Thanks.  I'd appreciate it if responses were CC'ed directly to me.

Max
-- 
Max Stevens           ········@mprgate.mpr.ca or ········@uwaterloo.ca
Be careful with road kill, since it may still be alive and may bite and 
scratch you.  It's best to leave it there for several days before cooking.
From: Richard A. O'Keefe
Subject: Re: elisp from scheme?
Date: 
Message-ID: <4rg2im$4i9@goanna.cs.rmit.edu.au>
········@mpr.ca (Max Stevens) writes:
>Here's my question: I already know scheme, after having worked with it
>for about two months.  Now I want to start writing emacs lisp, but I'm
>afraid I don't have enough patience to hack my way through the emacs
>lisp reference manual or elisp tutorial.  Can anybody point me to a
>elisp tutorial/reference for scheme users?
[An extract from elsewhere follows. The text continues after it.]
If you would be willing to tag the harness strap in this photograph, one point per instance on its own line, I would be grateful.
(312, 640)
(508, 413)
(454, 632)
The Emacs Lisp manual is about 766 pages.
I have bad news for you:  very very little of that is about the
Elisp language.  There are two rather large differences between
Elisp and Common Lisp:

    (a) Character literals are really integers, and they are
        written with a leading "?", not a leading "#\"

    (b) Common Lisp and Scheme use lexical scoping, but
	Elisp uses dynamic scoping.

The great bulk of the Emacs Lisp manual is telling you about data
structures and packages that are specifically for editing and user
interfacing, and the whole _point_ of using Elisp is to get at those
things.  There is no substitute for reading the Emacs lisp manual,
but if you already know Common Lisp, you'll have no trouble at all,
and if you already know Scheme, you won't find it _too_ strange.

-- 
Fifty years of programming language research, and we end up with C++ ???